MSU food researchers receive $100k grant to help improve diets, health of moms and babies in Uganda
MSU Food Science and Human Nutrition researchers were awarded a Gates grant for the Next Generation Nutrition in Uganda Project to develop a fortified bean sauce that can improve the diets of pregnant women and their babies.
Department of Food Science and Human Nutrition faculty members Lorraine Weatherspoon and Muhammad Siddiq, together with Jose Jackson Malete from the Alliance for African Partnership, were recently awarded a $100,000 grant through the Bill & Melinda Gates Foundation.
The goal is to develop a culturally acceptable sauce that’s made with bio-fortified beans, local fish and dissolves easily in hot water.
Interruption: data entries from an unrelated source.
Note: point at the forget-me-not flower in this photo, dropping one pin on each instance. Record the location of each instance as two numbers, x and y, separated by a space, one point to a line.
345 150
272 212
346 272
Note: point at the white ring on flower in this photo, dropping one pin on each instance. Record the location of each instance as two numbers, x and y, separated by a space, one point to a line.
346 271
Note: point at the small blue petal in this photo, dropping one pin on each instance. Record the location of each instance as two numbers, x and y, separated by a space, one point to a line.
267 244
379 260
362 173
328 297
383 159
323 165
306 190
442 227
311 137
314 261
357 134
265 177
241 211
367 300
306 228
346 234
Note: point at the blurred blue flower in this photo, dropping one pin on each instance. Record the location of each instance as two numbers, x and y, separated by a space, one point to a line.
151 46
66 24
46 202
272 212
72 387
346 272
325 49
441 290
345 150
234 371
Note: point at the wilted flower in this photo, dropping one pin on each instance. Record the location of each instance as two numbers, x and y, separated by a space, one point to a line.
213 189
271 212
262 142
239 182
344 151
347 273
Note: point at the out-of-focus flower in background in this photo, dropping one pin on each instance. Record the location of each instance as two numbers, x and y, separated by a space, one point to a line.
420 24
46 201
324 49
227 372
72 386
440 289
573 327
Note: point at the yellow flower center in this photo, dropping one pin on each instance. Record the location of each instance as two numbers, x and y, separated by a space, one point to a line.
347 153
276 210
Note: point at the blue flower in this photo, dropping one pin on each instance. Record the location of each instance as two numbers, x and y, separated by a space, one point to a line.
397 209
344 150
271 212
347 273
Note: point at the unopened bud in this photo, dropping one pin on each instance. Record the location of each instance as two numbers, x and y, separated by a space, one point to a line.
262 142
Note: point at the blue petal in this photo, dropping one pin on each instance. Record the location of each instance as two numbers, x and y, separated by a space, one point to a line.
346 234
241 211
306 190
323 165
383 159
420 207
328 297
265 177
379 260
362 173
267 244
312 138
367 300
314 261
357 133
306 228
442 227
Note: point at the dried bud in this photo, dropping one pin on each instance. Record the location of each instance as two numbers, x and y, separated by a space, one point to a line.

The product will help meet the higher iron and folic acid needs of pregnant women, especially those with low incomes who are living in areas of high risk for microcytic anemia, low birth weight and neural tube defects in Uganda.
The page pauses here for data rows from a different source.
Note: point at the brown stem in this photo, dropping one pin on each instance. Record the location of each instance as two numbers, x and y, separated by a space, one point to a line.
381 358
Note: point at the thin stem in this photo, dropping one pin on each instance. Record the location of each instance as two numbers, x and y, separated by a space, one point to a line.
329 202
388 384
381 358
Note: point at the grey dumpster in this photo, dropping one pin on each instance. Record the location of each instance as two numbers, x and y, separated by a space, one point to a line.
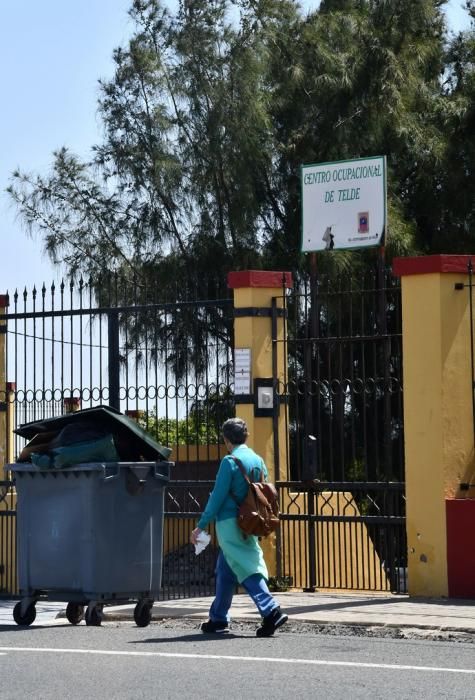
88 535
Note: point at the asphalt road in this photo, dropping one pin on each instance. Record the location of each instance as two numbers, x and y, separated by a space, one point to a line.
120 660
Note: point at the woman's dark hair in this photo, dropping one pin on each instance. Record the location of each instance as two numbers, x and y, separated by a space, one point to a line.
235 430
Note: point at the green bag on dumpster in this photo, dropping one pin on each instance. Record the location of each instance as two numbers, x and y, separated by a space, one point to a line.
99 450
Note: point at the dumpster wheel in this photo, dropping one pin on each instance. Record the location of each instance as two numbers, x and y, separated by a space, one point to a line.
74 613
28 618
143 613
94 616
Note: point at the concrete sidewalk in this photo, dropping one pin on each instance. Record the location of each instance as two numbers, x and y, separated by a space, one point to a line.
371 610
330 609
When asked about the final product, Weaterspoon said, “Our hypothesis is that the product we develop will be more appealing than in the pill form, safe and convenient in delivery of adequate amounts of these key nutrients, as well as complementary to other national initiatives in Uganda, in low income communities.”
Furthermore, Weatherspoon emphasized the importance of this sauce in a baby’s life. “Pregnant women are an important target in the World Health Organization’s 1000-day window for improving both maternal and child nutritional and developmental outcomes, provided that early intervention is given.”
This is a pilot grant which allows researchers to apply for increased support for their work in the future. The Gates Foundation selects projects to fund through a four-stage process. After developing and presenting a concept and pre-proposal, researchers are then funded accordingly on a case-by-case basis.